Once upon a time, I was married. We stayed married for 10 years in the way that some people should not. With all of the traumas, flaws, and bad habits we’d each accumulated in our 21 years, which is how old we were when he and I tied the proverbial knot, we never should have gotten married. Hindsight is 20-20.
But one magical, good thing came from us splitting back in 2009: I started going to counseling. Through the walls of my midwestern stubborness, I realized that the ending of that 10-year relationship (while I was in the middle of working towards my master’s degree) was too much for me to handle on my own. One of the first counseling homework assignments I was given then was to begin tracking my thoughts in a journal.
I was skeptical and a little resistant, but one thing I was generally good at was being a student. So I did my homework.
It’s been 16 years since I went to my first counseling session. I was 31 years old. That session was loooooooong overdue, but I’m glad I didn’t further delay it. I joke that I have the emotional intelligence of a 16-year-old, since it’s been that long since I first began my journey of personal improvement.
And connected to that first session, today I’ll begin my 16th journal in 16 years today. I’m still doing my homework.
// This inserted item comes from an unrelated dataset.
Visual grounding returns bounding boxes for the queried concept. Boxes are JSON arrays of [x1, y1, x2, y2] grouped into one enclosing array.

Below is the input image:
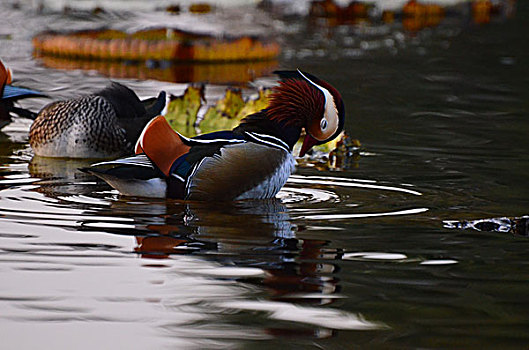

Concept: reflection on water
[[0, 2, 529, 349]]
Whenever I look back through any of my journals, it’s powerful to think of how much has happened. Each journal has its own flavor: some I’ve handmade, some I bought because they were pretty, some I bought to support the art museum where I bought them from, some I was gifted. Both the last one (the blue and white one) and the new one (pretty, iridescent lemons) are purchases. Designs I thought were pretty, along with well-constructed books.

My story in St. Pete isn’t quite closed yet. But it’s closing. It will be a part of this next journal as I transition to a new phase in my life. As I’m in the process of transitioning…
These 16 years of journals hold expressions of joy, grief, loved ones, loved ones gone, loved ones who will be gone sooner than I’d like.
I know folks don’t like unsolicited advice any more than I do, but I do offer this: Journaling has been one of the most important tools in my personal growth of me being able to identify how I’m feeling, my emotional intelligence, and processing through challenging decisions or problems in my life. I highly recommend making it a part of your daily or weekly practice. And I highly recommend using pen and paper if that’s accessible to you.
Closing Out
Finishing this journal now seems timely. While I’m still in a bit of limbo with selling my house and moving, my time in St. Pete is winding down. And certain other things are as well. Finishing this journal feels important to me, as finishing every past journal has.
I don’t often flip back through older journals, and I’ve sometimes thought about what I should do with them. Tossing them just doesn’t feel right, so I keep packing them up across the different places I live to unpack them for a new habitat on a bookshelf. They all feel important.
Do you have something like that in your life? If not a journal, something that you will take with you no matter where you move or go?